The National Education Health and Allied Workers Union (Nehawu) claims in its letter to Advocate Ivy Thenga, the Director of Public Prosecutions in Limpopo, that it was not shocked at labour relations director Mbobole Michael Maseko’s exoneration due to suspicious incidents that preceded the withdrawal.
The Hawks arrested Maseko in April following four years of dodging allegations of embellishing and falsifying his CV when he applied for the job at then premier Stanley Mathabatha’s office.
Maseko brought the heat on himself when he was seen to be acting as Mathabatha’s henchman – acting hard on employees who are Nehawu members. Nehawu and Mathabatha, who is now Land Reform and Rural Development minister, had unending friction.
Nehawu branch secretary, Ndivhuwo Madzusa, said in his correspondence dated July 4 that the union learnt through a WhatsApp message from Hawks investigating officer, Warrant Officer Alex Mahlare, that the charges against Maseko had been withdrawn.
Madzusa said that the union had unsuccessfully been trying telephonically to reach Mahlare to get the date and court the case was going to be heard.
He said that the union realised that a statement by key witness, Norman Mavhunga, was not in the docket when its representative had a meeting with a prosecutor in the Polokwane Regional Court a few days before Maseko’s scheduled appearance on June 14.
“We are conversant with the docket as the complainants and as such we want to bring it to your attention that the docket contained statement deposed by officials from the Commission for Conciliation, Mediation and Arbitration (CCMA), Sekhukhune TVET College and SADTU,” Madzusa said.
The statements, said Madzusa, confirmed that Maseko made misrepresentation of a material nature by claiming qualifications that do not exist, positions he never held and experience he never had or was aggrandised in his CV when he applied for the job in 2013.
“It is our considered view that the designated state prosecutor completely disregarded these statements, unless convinced otherwise, and put reliance on statements/affidavits of accomplices of the accused, who in this instance were supposed to be charged for their role in this crime.”
Maseko had claimed in his CV that:
· He had a diploma accredited by CCMA when he applied. He claimed that he obtained the diploma after passing modules in substantive law, jurisdictional rulings, conciliations, managing dismissals, and arbitration 1 and 2.
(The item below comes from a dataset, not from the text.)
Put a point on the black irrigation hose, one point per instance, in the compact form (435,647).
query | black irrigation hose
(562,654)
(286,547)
The CCMA has denied this and explained that it only offered in-house training programmes, not qualifications registered with South African Qualifications Authority.
· He was a council member of Sekhukhune TVET College and head of human resources. The college has confirmed that he was a council member but not the HR head.
· He was SADTU’s Limpopo secretary from 1990 to 1995 – a claim the teachers’ union had denied.
Madzisa said that several NPA and Hawks officials were removed from the case when it appeared that the evidence linked Mathabatha and Limpopo provincial government director-general, Nape Nchabeleng.
“We are concerned about the withdrawal of the case, and suspect that in ordinary course the designated state prosecutor has shown highest level of incompetence in effecting such withdrawal in light of the available evidence or could have deliberately omitted all rational and objective facts on the case to collapse [it] for reasons known to him or, where such reasons were advanced to your good-self, such rationale must be made known and weighed against available evidence,” he said.
When the union reported the matter to Mathabatha four years ago, he dismissed the allegation as unfounded and said that Maseko‘s application had the necessary qualifications proven by the South African Qualifications Authority (SAQA).